Le tribunal de commerce de Saint-Étienne, dans un jugement du 9 janvier 2026, a statué sur un litige complexe opposant une société locataire à un bailleur financier et un prestataire technique.
La société utilisatrice avait cessé ses paiements après la conclusion d’un contrat de licence de site internet et d’un contrat de location financière. Elle invoquait la nullité du contrat pour non-respect du code de la consommation et la résolution pour manquement contractuel du prestataire.
La question de droit centrale portait sur l’interdépendance des contrats, l’application du droit de la consommation entre professionnels et l’existence d’un manquement grave justifiant la résolution.
Le tribunal a constaté l’interdépendance des conventions mais a rejeté l’ensemble des demandes de la société utilisatrice, la condamnant à payer la somme totale de 12 529,44 euros.
L’interdépendance des contrats et le refus d’appliquer le code de la consommation.
Le tribunal a d’abord affirmé l’indivisibilité des contrats, puis a écarté la protection consumériste invoquée par le locataire.
La juridiction a constaté que les deux conventions, conclues le même jour, participaient à une même opération économique incluant une location financière.
Elle a ainsi reconnu leur interdépendance, conformément à la théorie des ensembles contractuels, ce qui lie le sort du financement à celui de la licence.
Cette interdépendance permet d’envisager une caducité du contrat de location en cas d’anéantissement du contrat principal.

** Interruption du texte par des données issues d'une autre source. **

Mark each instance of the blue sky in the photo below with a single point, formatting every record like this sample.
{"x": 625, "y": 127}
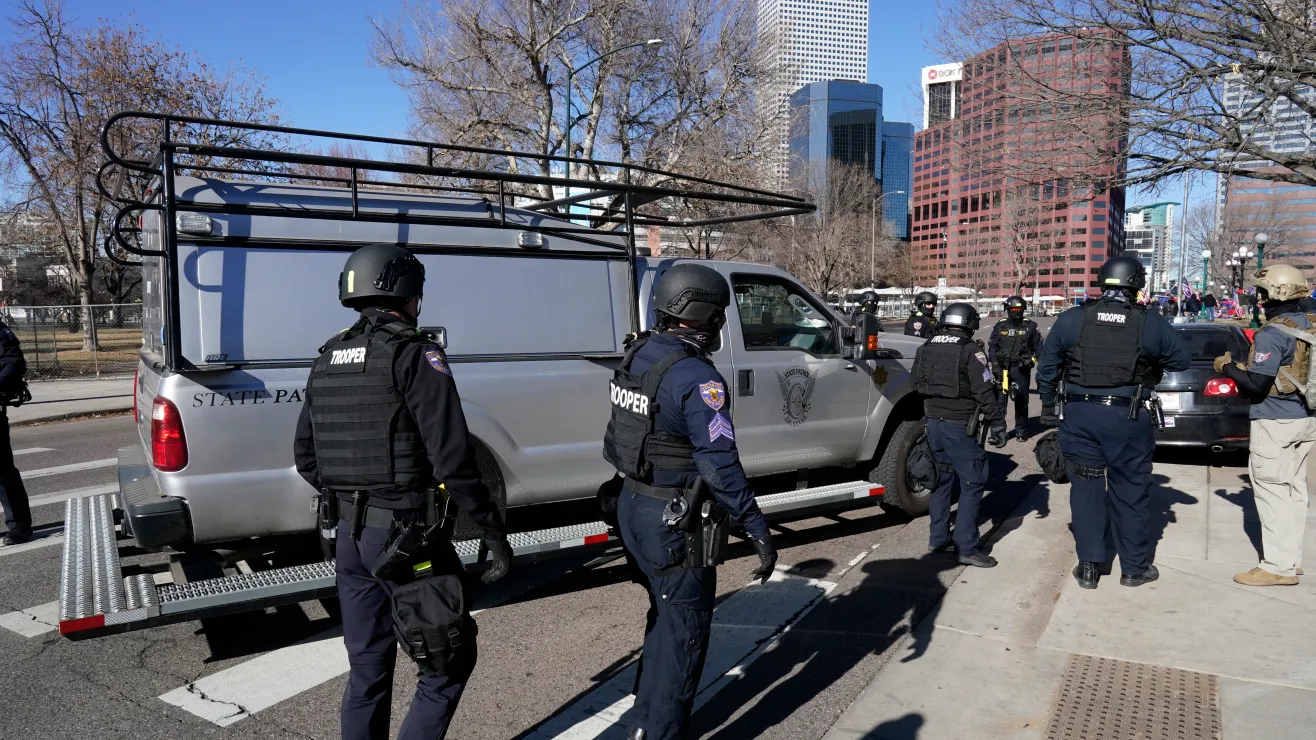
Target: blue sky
{"x": 315, "y": 55}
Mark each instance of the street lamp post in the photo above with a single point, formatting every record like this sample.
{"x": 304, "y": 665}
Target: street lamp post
{"x": 582, "y": 67}
{"x": 1261, "y": 238}
{"x": 873, "y": 252}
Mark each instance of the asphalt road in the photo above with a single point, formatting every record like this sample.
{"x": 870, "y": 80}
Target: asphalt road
{"x": 865, "y": 577}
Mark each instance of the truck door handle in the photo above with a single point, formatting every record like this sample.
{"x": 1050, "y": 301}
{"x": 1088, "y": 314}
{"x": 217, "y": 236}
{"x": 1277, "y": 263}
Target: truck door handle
{"x": 744, "y": 382}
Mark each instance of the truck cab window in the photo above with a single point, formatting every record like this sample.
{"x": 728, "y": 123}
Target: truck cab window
{"x": 777, "y": 314}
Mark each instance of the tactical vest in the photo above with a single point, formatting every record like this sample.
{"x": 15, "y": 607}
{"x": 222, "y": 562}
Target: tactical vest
{"x": 1108, "y": 353}
{"x": 366, "y": 439}
{"x": 1011, "y": 340}
{"x": 1298, "y": 369}
{"x": 937, "y": 368}
{"x": 632, "y": 444}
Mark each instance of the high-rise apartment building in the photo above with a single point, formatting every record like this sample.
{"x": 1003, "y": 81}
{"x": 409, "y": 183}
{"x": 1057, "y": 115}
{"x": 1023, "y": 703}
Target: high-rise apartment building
{"x": 1149, "y": 235}
{"x": 807, "y": 41}
{"x": 1246, "y": 206}
{"x": 986, "y": 212}
{"x": 840, "y": 123}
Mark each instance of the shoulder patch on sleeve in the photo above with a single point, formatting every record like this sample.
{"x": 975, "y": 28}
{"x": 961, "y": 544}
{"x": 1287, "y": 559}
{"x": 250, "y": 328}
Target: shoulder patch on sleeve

Cependant, le tribunal a refusé de faire bénéficier la société utilisatrice des dispositions protectrices du code de la consommation.
Il a relevé que cette dernière ne justifiait pas employer cinq salariés ou moins au moment de la signature du contrat.
La condition relative au nombre de salariés n’étant pas remplie, l’application de l’article L. 221-3 du code de la consommation a été écartée.
Cette solution rappelle le caractère cumulatif des conditions dérogatoires à l’exclusion des professionnels, renforçant la sécurité juridique des contrats de financement.
Le rejet de la résolution et la confirmation des sommes dues.
Le tribunal a ensuite écarté la demande de résolution du contrat de licence pour inexécution, puis a validé la créance du bailleur financier.
Les juges ont estimé que le prestataire avait respecté son obligation de moyen, comme le démontraient les échanges et la signature sans réserve du procès-verbal de livraison.
Ils ont souligné que la société utilisatrice n’apportait pas la preuve d’un manquement grave aux obligations contractuelles.
En conséquence, la demande de résolution du contrat de licence et celle de caducité du contrat de location ont été rejetées.
La valeur de cette décision réside dans l’application stricte de la charge de la preuve pesant sur le demandeur.
Quant à la clause pénale, le tribunal a refusé de la réduire, faute pour la débitrice de démontrer son caractère manifestement excessif.
Il a ainsi rappelé que le pouvoir modérateur du juge suppose une disproportion évidente entre la pénalité convenue et le préjudice réel.
La portée de ce jugement est de conforter la force obligatoire des contrats de location financière, même en présence d’une interdépendance contractuelle.